Dense, white fumes of sulfur trioxide gas leaked from a fertilizer and insecticide factory in west Delhi today, sending people in the densely populated older parts of the Indian capital into a panic one year and one day after a gas leak from a Union Carbide plant at Bhopal killed more than 2,000 people.
Around mid-morning, a pipe from a tank of concentrated sulfuric acid at the Sriram Foods and Fertilizers plant ruptured, spilling the acid. The acid, called "basic to the insecticides industry" by Vijay Mehta, senior executive at the plant, was neutralized with lime, a process that triggered a chemical reaction, giving off dense fumes that carried over more than seven square miles in some of the most densely populated areas of New Delhi.
Hundreds of people around the largely commercial areas of old Delhi were affected as the gas settled, causing breathing difficulties and severe irritation to the eyes and throat. At least 642 people were treated at six hospitals in the city.
No casualties were reported by the leak of what Mehta termed "a middle category gas," which is corrosive but "not toxic and causes no adverse long-term ailments."
A doctors at the Lohia hospital seemed to concur, saying patients suffered "localized irritation and mild imflammation of eyes and throat." Those admitted were "being kept under observation."
Three senior executives of the plant responsible for its operation and safety have been arrested, and the plant has been closed until "full inquiries are made," said a senior superintendent of police at the plant.
The factory is owned by one of the larger private industrial firms in India, the Sri Ram group.
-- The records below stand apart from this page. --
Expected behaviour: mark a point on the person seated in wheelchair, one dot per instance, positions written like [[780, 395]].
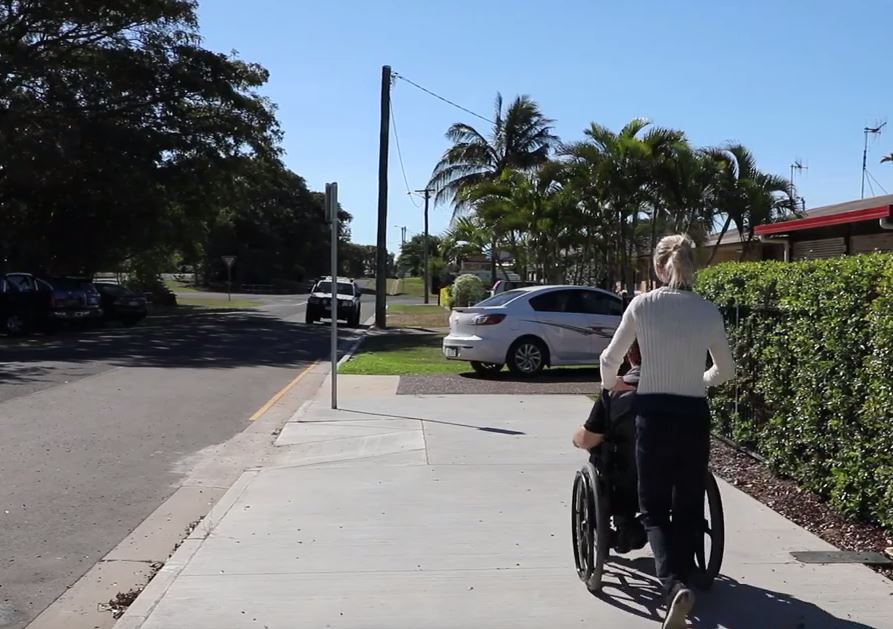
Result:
[[609, 434]]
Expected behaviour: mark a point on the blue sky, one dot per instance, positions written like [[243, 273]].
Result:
[[790, 79]]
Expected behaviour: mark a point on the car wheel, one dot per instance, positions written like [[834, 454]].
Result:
[[14, 324], [486, 369], [527, 356]]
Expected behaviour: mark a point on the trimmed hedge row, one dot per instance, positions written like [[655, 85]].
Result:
[[814, 393]]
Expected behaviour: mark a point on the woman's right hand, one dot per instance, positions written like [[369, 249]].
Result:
[[586, 440], [622, 387]]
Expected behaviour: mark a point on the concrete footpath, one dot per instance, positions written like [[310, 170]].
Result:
[[452, 511]]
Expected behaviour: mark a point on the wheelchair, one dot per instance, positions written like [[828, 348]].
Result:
[[595, 536]]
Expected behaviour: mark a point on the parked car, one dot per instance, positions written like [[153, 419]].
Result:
[[531, 328], [22, 304], [71, 299], [319, 304], [119, 303], [502, 286]]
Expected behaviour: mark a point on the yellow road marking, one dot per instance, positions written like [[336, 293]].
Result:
[[263, 409]]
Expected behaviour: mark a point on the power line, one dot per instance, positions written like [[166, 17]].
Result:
[[400, 155], [446, 100]]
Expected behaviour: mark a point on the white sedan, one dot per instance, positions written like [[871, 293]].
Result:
[[531, 328]]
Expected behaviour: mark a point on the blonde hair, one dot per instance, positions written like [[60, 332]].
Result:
[[674, 256]]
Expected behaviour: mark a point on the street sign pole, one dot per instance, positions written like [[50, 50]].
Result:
[[228, 261], [332, 216]]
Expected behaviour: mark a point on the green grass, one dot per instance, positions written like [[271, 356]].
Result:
[[401, 355], [412, 316], [179, 287], [216, 304], [412, 286]]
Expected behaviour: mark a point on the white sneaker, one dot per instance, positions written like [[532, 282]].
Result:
[[680, 607]]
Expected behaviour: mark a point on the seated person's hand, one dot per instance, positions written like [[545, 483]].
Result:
[[586, 440]]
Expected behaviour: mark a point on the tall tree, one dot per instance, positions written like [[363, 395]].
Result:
[[521, 137], [619, 171], [746, 196], [118, 131]]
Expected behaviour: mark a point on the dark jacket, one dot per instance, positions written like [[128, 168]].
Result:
[[610, 410]]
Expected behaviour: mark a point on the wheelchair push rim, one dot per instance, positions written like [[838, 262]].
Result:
[[711, 540], [590, 528]]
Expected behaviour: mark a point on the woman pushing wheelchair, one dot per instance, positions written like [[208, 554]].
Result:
[[674, 329]]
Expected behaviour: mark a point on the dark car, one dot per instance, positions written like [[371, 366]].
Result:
[[22, 305], [119, 303], [71, 299], [319, 305]]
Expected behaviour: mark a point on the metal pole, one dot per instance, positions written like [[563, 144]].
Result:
[[332, 212], [381, 279], [427, 274]]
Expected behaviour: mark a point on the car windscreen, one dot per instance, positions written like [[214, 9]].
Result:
[[115, 290], [501, 299], [65, 283], [326, 287]]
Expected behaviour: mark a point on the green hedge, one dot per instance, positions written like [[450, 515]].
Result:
[[814, 393]]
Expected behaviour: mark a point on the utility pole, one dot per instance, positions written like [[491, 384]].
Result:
[[381, 271], [427, 274], [868, 131], [402, 229]]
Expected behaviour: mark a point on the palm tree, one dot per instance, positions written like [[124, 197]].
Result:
[[746, 196], [521, 138], [622, 173]]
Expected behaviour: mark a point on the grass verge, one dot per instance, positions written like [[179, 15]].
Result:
[[413, 316], [402, 355], [177, 286]]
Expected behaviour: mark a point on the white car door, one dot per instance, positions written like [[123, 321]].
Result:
[[562, 328], [602, 312]]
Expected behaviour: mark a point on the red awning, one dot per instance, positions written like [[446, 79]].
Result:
[[828, 220]]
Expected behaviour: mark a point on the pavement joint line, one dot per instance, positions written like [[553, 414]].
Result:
[[273, 400]]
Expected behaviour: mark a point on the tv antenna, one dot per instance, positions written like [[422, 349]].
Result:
[[799, 166], [872, 131]]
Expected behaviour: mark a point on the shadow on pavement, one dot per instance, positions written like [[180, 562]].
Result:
[[211, 338], [560, 374], [375, 416], [730, 604]]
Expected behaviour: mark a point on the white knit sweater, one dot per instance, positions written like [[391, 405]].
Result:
[[675, 329]]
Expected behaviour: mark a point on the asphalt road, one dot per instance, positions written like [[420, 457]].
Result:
[[96, 428]]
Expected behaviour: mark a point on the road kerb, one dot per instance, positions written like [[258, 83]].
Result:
[[145, 603], [282, 393], [356, 345]]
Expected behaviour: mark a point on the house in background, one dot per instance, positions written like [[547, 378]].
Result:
[[850, 228]]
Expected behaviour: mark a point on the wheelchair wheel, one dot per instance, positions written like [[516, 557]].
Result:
[[711, 543], [590, 527]]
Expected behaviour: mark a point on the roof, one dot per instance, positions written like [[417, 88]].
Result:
[[825, 216], [841, 214]]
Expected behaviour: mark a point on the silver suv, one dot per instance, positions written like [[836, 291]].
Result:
[[319, 305]]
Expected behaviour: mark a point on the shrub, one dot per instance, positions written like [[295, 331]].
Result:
[[814, 393], [467, 290]]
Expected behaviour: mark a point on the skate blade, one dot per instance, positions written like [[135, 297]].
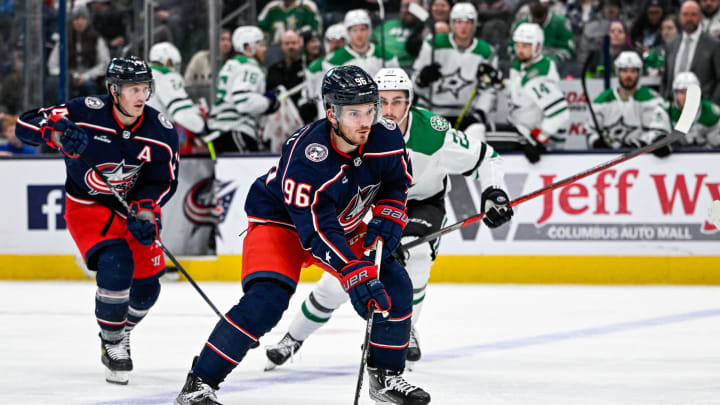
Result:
[[117, 377], [269, 366]]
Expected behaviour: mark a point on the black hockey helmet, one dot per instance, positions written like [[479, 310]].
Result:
[[348, 85], [127, 71]]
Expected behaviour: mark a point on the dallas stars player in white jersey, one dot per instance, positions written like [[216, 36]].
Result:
[[630, 116], [241, 99], [538, 109], [436, 151], [705, 132], [446, 76], [358, 51], [170, 97]]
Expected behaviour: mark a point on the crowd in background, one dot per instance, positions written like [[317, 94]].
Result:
[[579, 36]]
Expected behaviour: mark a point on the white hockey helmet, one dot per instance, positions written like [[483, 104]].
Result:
[[530, 33], [463, 11], [628, 59], [395, 79], [685, 80], [358, 16], [247, 35], [164, 52]]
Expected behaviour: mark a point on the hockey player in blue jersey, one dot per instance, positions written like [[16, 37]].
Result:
[[308, 210], [135, 148]]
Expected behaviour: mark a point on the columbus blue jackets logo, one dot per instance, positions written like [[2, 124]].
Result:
[[354, 212], [316, 152], [199, 205], [120, 175]]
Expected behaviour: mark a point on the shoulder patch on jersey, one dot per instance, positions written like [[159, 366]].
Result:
[[164, 121], [439, 123], [316, 152], [94, 103], [390, 125]]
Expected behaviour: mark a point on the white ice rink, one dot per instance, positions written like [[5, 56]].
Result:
[[482, 344]]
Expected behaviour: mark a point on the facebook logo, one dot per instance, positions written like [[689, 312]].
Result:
[[46, 207]]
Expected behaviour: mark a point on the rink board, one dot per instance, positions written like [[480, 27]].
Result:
[[643, 221]]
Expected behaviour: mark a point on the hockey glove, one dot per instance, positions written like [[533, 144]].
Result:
[[487, 77], [429, 74], [389, 220], [145, 225], [663, 151], [273, 102], [61, 133], [359, 278], [495, 206]]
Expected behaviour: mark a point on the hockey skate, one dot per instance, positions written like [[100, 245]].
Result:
[[196, 392], [116, 358], [414, 353], [279, 353], [389, 387]]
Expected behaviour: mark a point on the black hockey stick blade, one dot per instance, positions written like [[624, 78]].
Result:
[[687, 118]]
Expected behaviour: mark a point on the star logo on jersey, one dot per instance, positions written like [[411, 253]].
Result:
[[354, 212], [121, 177], [453, 83]]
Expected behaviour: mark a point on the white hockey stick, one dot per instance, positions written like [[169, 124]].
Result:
[[687, 118], [714, 213]]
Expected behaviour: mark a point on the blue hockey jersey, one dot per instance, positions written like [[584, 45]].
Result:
[[324, 193], [141, 161]]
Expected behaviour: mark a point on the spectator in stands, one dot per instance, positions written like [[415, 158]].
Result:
[[559, 40], [88, 56], [313, 45], [281, 15], [705, 132], [695, 51], [581, 12], [112, 22], [647, 24], [14, 146], [655, 60], [711, 16], [199, 69], [619, 41], [594, 30], [335, 38], [397, 31], [288, 72]]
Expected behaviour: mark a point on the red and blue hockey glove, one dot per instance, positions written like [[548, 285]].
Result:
[[360, 280], [495, 206], [61, 133], [389, 220], [145, 225]]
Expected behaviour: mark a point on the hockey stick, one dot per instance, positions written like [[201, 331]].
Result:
[[687, 117], [368, 327], [124, 203]]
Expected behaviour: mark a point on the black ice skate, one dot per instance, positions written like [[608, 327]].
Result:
[[116, 358], [279, 353], [389, 387], [196, 392]]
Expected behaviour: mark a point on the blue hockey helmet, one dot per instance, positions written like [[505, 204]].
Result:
[[130, 70]]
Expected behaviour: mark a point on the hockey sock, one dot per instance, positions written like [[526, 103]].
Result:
[[390, 336], [258, 311], [143, 294], [115, 270]]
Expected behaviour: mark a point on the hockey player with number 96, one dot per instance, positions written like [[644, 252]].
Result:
[[309, 209]]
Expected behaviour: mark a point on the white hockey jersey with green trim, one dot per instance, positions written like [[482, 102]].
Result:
[[705, 132], [436, 150], [458, 68], [536, 100], [639, 120], [171, 99], [240, 100]]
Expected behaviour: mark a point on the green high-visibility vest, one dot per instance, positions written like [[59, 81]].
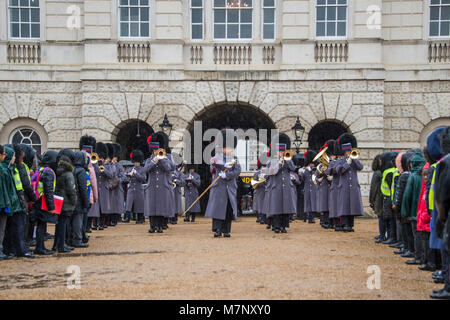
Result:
[[385, 188], [395, 175], [431, 193], [17, 181]]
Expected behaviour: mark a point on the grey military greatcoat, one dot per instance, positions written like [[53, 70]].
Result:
[[158, 194]]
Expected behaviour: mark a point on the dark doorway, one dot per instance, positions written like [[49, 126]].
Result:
[[324, 131], [228, 116], [134, 136]]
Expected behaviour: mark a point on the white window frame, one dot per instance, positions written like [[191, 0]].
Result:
[[274, 21], [439, 21], [26, 128], [230, 40], [347, 5], [191, 23], [119, 21], [9, 29]]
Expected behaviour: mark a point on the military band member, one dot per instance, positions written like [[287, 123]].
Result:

One of the victims, Pinki Sehgal, a teacher in a primary school in Chandni Chowk, said at a hospital tonight that her breathlessness and hoarseness had increased in the evening.
"Suddenly this thick fog settled on us, and I felt choking," she said, describing her experience today. "After Bhopal the first thing I thought of was, 'Will I live?' "
During the day, authorities issued repeated appeals for calm and warned people to cover their faces with wet towels. State-run All India Radio said an emergency command was set up at the Health Ministry to monitor the situation.
By evening, the flow of injured persons seeking help at hospitals had tapered off.
The doctor at Lohia hospital said, "It is too close to Bhopal for comfort. Everyone remembers and will want answers, even though this is not so bad."
Thirty tons of gas leaked today. The plant produces 100,000 tons a year.